Des drapeaux de prière tibétains ont fait leur apparition le long du canal Saint-Martin. Ce territoire d’à peine cinq kilomètres de long, en plein centre de Paris, concentre les toutes dernières tendances : boutiques à la mode, bars à cocktails et, depuis 2020, un centre de 420 mètres carrés consacré au yoga jivamukti.

Développée dans les années 1980 à New York par deux défenseurs des droits des animaux, cette discipline allie exercices physiques et enseignement philosophique, et attire une jeunesse désireuse de renouer avec une forme de spiritualité.

Fin février, une trentaine d’élèves assistait au cours donné par Ian Szydlowksi-Alvarez, professeur d’origine chilienne, passé par Berlin, Munich ou Barcelone, avant de rallier Paris : « J’ai commencé le yoga en 1988. A l’époque, il n’y avait pas vraiment d’écoles, c’était une discipline marginale, à laquelle m’a initié ma mère, qui était hippie. Aujourd’hui, ça explose : j’ai travaillé dans un studio à New York où on accueillait 500 personnes tous les jours. » Au début du cours, l’enseignant fait vibrer son harmonium et invite la classe à chanter, après lui, des mots en sanskrit antique. « Il s’agit de versets tirés des Yoga-sutras de Patanjali, un recueil d’aphorismes. Le jivamukti est une pratique physique, éthique et spirituelle », précise-t-il, avant de passer à un enchaînement de postures plutôt sportives.

« Chaque cours comporte des chants, de la méditation, de la respiration et de la récitation de textes anciens », explique Sonia Gabriel.

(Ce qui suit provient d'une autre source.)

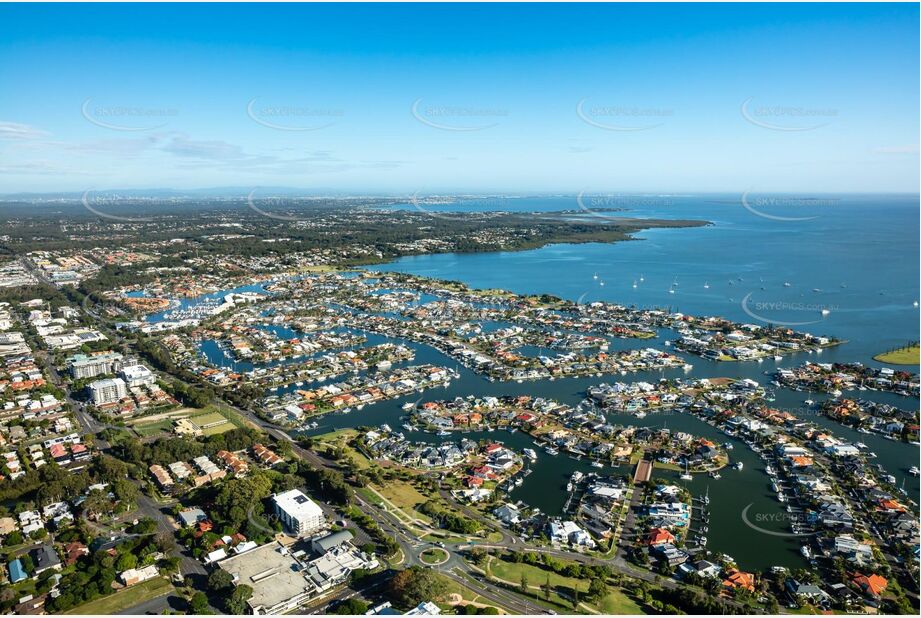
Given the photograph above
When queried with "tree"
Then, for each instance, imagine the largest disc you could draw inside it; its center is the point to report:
(13, 538)
(28, 565)
(126, 561)
(199, 603)
(415, 585)
(236, 604)
(597, 588)
(351, 607)
(219, 580)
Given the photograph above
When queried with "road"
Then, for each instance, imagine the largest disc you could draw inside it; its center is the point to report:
(455, 568)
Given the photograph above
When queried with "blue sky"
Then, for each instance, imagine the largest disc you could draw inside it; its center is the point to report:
(480, 98)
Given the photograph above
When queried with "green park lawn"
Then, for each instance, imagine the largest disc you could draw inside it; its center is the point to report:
(904, 356)
(123, 599)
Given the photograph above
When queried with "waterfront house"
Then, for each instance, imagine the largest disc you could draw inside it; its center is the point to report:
(870, 585)
(738, 579)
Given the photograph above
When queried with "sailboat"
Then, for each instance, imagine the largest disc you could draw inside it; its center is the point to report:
(687, 475)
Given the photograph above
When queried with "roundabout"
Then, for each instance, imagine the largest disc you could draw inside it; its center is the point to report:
(433, 556)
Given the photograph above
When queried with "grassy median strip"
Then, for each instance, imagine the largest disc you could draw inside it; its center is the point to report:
(124, 599)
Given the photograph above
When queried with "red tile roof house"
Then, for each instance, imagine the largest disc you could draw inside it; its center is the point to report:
(872, 585)
(73, 552)
(659, 536)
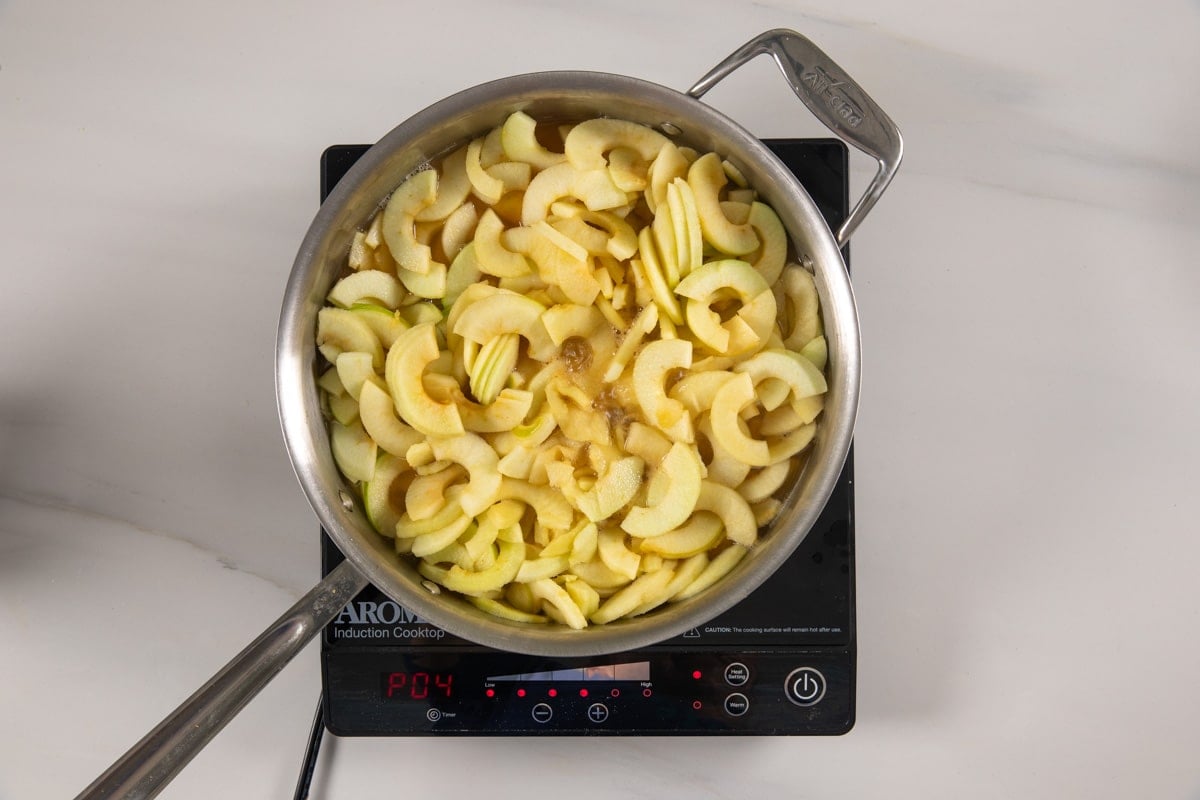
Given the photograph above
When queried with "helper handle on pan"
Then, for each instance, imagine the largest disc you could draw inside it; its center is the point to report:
(151, 763)
(833, 97)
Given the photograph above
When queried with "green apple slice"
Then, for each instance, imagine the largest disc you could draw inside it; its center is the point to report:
(354, 451)
(407, 360)
(520, 142)
(379, 420)
(354, 370)
(773, 250)
(400, 220)
(378, 495)
(706, 179)
(589, 140)
(340, 330)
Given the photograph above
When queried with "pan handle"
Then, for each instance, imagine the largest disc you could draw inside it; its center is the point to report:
(833, 97)
(151, 763)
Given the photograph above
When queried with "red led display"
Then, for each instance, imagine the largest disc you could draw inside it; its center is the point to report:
(418, 685)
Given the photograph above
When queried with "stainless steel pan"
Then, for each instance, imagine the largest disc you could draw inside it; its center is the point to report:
(827, 91)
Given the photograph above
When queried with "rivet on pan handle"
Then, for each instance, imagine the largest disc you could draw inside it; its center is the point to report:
(833, 97)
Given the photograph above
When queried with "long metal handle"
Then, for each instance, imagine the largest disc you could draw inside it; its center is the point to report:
(151, 763)
(833, 97)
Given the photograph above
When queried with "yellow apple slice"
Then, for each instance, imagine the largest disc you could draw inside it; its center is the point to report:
(370, 286)
(717, 569)
(354, 370)
(589, 140)
(683, 473)
(624, 601)
(407, 360)
(384, 323)
(667, 166)
(699, 534)
(616, 487)
(399, 223)
(459, 229)
(451, 190)
(801, 376)
(651, 370)
(616, 555)
(340, 330)
(501, 312)
(733, 511)
(379, 420)
(727, 426)
(706, 179)
(485, 186)
(520, 142)
(354, 451)
(474, 453)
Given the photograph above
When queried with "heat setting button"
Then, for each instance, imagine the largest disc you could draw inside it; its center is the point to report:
(804, 686)
(737, 674)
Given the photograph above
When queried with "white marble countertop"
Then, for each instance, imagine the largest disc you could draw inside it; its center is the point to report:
(1026, 455)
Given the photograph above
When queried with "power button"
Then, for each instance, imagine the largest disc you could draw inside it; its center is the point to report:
(804, 686)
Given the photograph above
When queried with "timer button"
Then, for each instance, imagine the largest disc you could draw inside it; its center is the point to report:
(737, 674)
(804, 686)
(737, 704)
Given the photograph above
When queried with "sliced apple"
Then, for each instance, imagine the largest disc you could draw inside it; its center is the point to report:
(407, 360)
(493, 258)
(651, 368)
(379, 420)
(733, 511)
(589, 140)
(384, 323)
(354, 451)
(453, 188)
(501, 312)
(699, 534)
(400, 221)
(683, 473)
(340, 330)
(706, 179)
(520, 142)
(378, 494)
(370, 286)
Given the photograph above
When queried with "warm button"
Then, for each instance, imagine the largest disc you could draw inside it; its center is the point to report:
(804, 686)
(737, 704)
(737, 674)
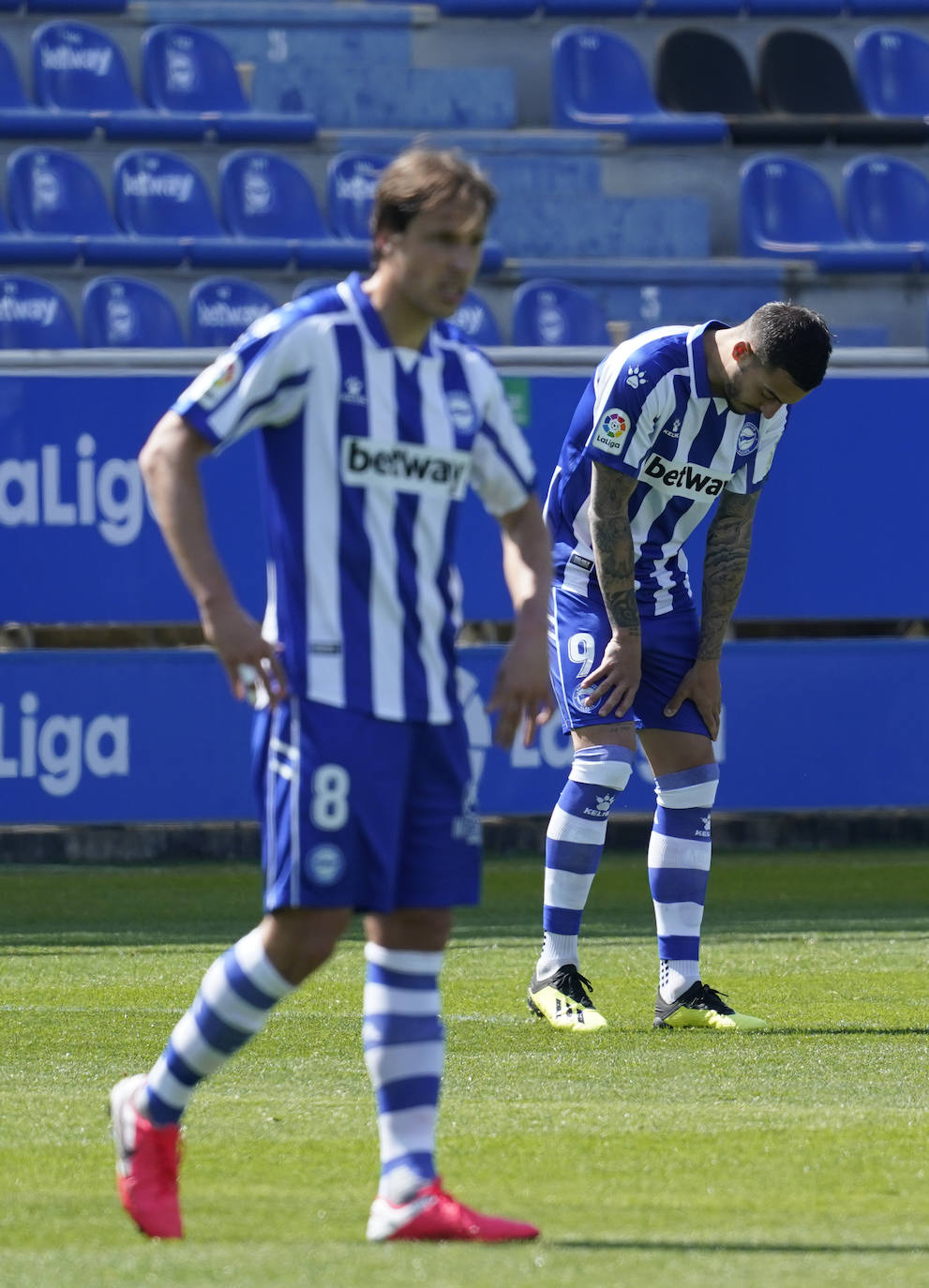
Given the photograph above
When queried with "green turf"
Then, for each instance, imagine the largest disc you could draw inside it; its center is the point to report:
(797, 1157)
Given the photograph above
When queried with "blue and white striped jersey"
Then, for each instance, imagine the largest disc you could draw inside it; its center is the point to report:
(649, 411)
(367, 451)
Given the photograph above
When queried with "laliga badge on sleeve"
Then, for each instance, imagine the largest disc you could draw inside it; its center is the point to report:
(611, 429)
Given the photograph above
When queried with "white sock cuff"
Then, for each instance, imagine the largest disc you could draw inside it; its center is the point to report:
(602, 767)
(690, 788)
(251, 956)
(408, 961)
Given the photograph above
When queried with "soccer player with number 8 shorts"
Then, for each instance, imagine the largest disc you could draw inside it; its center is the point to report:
(372, 415)
(673, 421)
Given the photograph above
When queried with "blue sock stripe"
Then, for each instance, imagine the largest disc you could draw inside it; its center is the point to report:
(418, 1162)
(179, 1068)
(243, 985)
(678, 885)
(562, 921)
(682, 948)
(393, 1029)
(572, 857)
(160, 1112)
(399, 979)
(687, 778)
(220, 1036)
(408, 1094)
(687, 825)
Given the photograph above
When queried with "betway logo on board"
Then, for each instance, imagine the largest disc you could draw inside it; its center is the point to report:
(683, 479)
(405, 467)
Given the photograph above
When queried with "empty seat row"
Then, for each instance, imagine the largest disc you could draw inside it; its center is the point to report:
(162, 212)
(704, 90)
(787, 210)
(121, 312)
(189, 83)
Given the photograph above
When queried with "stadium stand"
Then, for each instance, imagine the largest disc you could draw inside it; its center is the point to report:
(191, 71)
(265, 197)
(21, 119)
(698, 69)
(220, 308)
(599, 82)
(804, 72)
(58, 202)
(887, 200)
(474, 317)
(34, 314)
(127, 313)
(892, 67)
(549, 312)
(787, 210)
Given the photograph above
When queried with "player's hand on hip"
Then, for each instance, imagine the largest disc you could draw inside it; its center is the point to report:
(253, 665)
(522, 692)
(702, 687)
(615, 681)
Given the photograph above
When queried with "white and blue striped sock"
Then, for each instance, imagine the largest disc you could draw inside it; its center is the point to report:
(574, 846)
(680, 854)
(403, 1051)
(233, 1004)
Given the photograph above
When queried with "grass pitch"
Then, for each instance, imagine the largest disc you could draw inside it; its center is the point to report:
(795, 1157)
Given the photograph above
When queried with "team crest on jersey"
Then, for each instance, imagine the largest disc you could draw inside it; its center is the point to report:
(461, 411)
(217, 382)
(325, 864)
(609, 429)
(747, 440)
(353, 392)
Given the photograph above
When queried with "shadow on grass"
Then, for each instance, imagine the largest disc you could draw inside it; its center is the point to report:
(764, 1249)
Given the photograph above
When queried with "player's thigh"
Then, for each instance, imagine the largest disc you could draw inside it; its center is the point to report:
(441, 846)
(669, 648)
(578, 633)
(333, 791)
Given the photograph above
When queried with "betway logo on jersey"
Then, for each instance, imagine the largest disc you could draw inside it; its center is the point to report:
(683, 479)
(405, 467)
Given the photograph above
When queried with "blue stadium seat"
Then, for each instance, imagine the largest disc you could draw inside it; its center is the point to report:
(162, 200)
(787, 210)
(188, 69)
(477, 321)
(34, 314)
(220, 308)
(23, 120)
(892, 67)
(599, 82)
(79, 67)
(57, 200)
(127, 313)
(264, 196)
(351, 179)
(887, 200)
(550, 312)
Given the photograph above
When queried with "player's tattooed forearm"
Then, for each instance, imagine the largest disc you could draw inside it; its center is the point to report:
(727, 557)
(613, 550)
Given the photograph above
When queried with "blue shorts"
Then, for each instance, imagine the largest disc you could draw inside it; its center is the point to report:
(364, 813)
(578, 633)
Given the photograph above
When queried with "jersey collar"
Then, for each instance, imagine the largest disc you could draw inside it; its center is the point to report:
(372, 323)
(695, 343)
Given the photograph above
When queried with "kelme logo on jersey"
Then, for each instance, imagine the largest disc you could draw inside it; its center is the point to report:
(461, 411)
(611, 429)
(747, 440)
(219, 379)
(405, 468)
(682, 479)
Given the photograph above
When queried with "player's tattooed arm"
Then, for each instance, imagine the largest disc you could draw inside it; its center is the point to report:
(728, 541)
(613, 550)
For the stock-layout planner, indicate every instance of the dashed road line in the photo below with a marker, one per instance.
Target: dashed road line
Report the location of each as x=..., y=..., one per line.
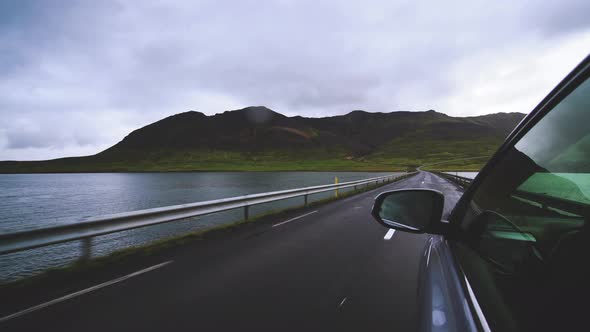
x=389, y=234
x=82, y=292
x=293, y=219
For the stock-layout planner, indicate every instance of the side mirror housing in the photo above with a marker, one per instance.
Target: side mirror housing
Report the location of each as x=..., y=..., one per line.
x=411, y=210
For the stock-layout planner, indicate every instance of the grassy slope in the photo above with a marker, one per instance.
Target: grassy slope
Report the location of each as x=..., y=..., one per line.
x=400, y=154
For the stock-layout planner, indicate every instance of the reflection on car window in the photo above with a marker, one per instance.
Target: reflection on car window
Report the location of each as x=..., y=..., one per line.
x=527, y=227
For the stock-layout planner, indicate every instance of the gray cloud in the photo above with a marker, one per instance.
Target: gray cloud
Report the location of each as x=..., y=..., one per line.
x=83, y=73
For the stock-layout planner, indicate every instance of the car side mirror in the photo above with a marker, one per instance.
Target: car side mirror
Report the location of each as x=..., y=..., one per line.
x=410, y=210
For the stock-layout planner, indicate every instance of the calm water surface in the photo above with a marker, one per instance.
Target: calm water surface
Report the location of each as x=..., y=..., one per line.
x=29, y=201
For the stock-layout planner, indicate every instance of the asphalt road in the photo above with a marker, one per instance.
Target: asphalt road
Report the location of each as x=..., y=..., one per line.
x=333, y=268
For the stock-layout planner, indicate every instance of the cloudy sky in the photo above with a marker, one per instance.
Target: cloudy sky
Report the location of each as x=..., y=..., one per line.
x=77, y=76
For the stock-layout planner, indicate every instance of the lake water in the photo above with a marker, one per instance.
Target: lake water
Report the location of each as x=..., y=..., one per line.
x=29, y=201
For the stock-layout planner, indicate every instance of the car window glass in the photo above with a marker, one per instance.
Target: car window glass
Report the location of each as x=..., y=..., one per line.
x=526, y=225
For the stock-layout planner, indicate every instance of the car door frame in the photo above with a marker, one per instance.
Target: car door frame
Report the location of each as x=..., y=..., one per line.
x=576, y=77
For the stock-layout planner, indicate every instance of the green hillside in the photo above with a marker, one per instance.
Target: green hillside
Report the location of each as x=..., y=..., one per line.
x=259, y=139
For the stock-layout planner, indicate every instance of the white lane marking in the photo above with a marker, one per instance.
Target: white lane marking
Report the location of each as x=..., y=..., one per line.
x=82, y=292
x=342, y=303
x=293, y=219
x=389, y=234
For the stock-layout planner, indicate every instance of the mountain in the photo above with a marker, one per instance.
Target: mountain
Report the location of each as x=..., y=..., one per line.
x=257, y=138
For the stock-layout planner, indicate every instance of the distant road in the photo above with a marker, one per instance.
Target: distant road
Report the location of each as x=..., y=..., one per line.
x=331, y=268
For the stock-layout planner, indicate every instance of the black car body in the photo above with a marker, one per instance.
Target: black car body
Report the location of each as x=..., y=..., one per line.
x=514, y=254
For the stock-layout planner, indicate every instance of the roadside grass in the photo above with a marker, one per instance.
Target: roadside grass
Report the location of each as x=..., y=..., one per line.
x=80, y=268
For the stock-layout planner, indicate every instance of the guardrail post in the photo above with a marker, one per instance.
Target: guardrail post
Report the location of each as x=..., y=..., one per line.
x=86, y=249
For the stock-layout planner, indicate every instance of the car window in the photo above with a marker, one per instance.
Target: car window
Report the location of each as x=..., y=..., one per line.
x=526, y=246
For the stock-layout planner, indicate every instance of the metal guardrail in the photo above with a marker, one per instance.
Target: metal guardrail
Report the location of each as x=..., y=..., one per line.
x=86, y=230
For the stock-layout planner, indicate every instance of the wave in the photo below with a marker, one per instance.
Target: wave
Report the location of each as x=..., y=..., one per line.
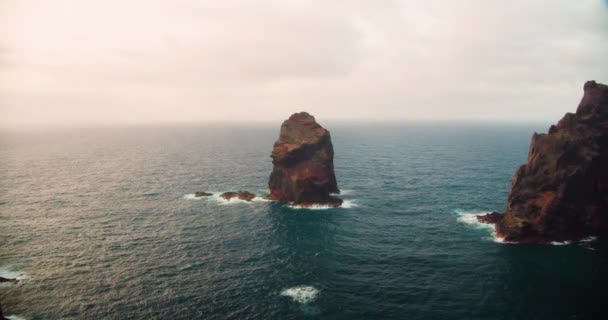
x=347, y=204
x=191, y=196
x=470, y=218
x=9, y=273
x=216, y=196
x=301, y=294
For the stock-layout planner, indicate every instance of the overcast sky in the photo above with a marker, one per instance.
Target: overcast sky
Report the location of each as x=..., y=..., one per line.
x=139, y=61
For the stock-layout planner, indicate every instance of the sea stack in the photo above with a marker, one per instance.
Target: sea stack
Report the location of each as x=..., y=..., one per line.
x=303, y=159
x=561, y=193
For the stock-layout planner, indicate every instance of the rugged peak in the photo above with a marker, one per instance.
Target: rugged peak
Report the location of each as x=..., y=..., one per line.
x=590, y=85
x=303, y=171
x=561, y=193
x=302, y=117
x=301, y=128
x=594, y=101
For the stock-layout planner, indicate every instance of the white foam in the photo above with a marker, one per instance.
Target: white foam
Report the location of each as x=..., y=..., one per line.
x=346, y=204
x=470, y=218
x=301, y=294
x=345, y=192
x=588, y=239
x=192, y=196
x=9, y=273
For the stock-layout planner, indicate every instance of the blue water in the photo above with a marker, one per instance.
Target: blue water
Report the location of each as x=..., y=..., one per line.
x=96, y=223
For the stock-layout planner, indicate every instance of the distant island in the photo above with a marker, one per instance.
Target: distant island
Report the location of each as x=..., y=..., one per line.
x=561, y=193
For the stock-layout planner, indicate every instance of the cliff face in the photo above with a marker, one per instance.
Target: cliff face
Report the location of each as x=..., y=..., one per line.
x=561, y=193
x=303, y=171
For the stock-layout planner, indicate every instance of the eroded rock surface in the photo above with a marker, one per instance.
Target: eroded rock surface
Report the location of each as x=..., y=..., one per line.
x=303, y=171
x=561, y=193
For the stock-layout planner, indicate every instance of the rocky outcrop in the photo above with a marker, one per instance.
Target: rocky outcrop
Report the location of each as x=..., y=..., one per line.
x=561, y=193
x=241, y=195
x=303, y=172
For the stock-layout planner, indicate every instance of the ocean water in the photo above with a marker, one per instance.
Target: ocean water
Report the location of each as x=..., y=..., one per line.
x=101, y=224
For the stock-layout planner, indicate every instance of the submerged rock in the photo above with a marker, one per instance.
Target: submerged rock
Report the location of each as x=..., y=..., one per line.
x=303, y=164
x=561, y=193
x=242, y=195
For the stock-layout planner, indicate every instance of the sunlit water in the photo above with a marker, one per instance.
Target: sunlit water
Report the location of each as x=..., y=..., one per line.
x=101, y=224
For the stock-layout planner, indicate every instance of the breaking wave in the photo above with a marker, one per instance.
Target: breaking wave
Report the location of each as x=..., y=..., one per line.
x=301, y=294
x=470, y=218
x=347, y=204
x=9, y=273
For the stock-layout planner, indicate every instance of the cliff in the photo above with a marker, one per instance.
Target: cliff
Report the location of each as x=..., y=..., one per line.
x=303, y=169
x=561, y=193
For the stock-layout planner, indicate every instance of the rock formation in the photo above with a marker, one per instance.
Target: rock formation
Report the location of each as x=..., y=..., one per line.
x=561, y=193
x=13, y=280
x=242, y=195
x=303, y=172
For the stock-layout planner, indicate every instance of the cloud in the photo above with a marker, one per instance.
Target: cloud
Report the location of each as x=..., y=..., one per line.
x=76, y=61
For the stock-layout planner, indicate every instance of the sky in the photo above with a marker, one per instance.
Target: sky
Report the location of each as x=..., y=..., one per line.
x=86, y=62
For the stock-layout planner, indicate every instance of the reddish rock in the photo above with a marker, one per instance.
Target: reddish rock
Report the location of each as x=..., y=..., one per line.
x=242, y=195
x=561, y=193
x=303, y=171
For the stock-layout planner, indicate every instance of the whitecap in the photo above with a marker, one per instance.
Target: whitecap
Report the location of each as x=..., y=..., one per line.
x=301, y=294
x=346, y=204
x=588, y=239
x=345, y=192
x=470, y=218
x=8, y=273
x=192, y=196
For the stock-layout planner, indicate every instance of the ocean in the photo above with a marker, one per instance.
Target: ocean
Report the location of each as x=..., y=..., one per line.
x=101, y=223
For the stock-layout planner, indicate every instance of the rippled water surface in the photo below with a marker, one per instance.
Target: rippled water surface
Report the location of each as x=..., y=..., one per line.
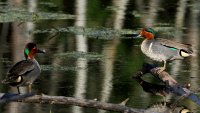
x=88, y=56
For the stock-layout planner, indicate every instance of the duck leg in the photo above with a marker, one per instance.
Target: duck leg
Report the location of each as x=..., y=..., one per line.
x=29, y=88
x=161, y=69
x=18, y=90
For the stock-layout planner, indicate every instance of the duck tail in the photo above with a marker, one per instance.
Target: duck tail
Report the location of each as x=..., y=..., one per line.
x=12, y=78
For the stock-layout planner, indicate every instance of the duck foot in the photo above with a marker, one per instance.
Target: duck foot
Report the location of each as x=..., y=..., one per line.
x=160, y=69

La trentenaire s’est plongée dans le yoga il y a plus de dix ans, après le décès de son père. En 2019, elle démissionne de son poste de professeure d’économie à l’université de Beyrouth pour ouvrir le studio Jivamukti à Paris, qui reçoit près de 5 000 personnes chaque mois – des femmes majoritairement, jeunes, souvent très diplômées, et désireuses d’approfondir leur passion.

« Renouer avec son humanité »

Alors que la pratique du yoga a plus que triplé ces dix dernières années, passant de trois millions à plus de dix millions de pratiquants en France, selon une enquête menée par le Syndicat national des professionnels du yoga (SNPY), de plus en plus de yogis s’inscrivent à des formations professionnalisantes.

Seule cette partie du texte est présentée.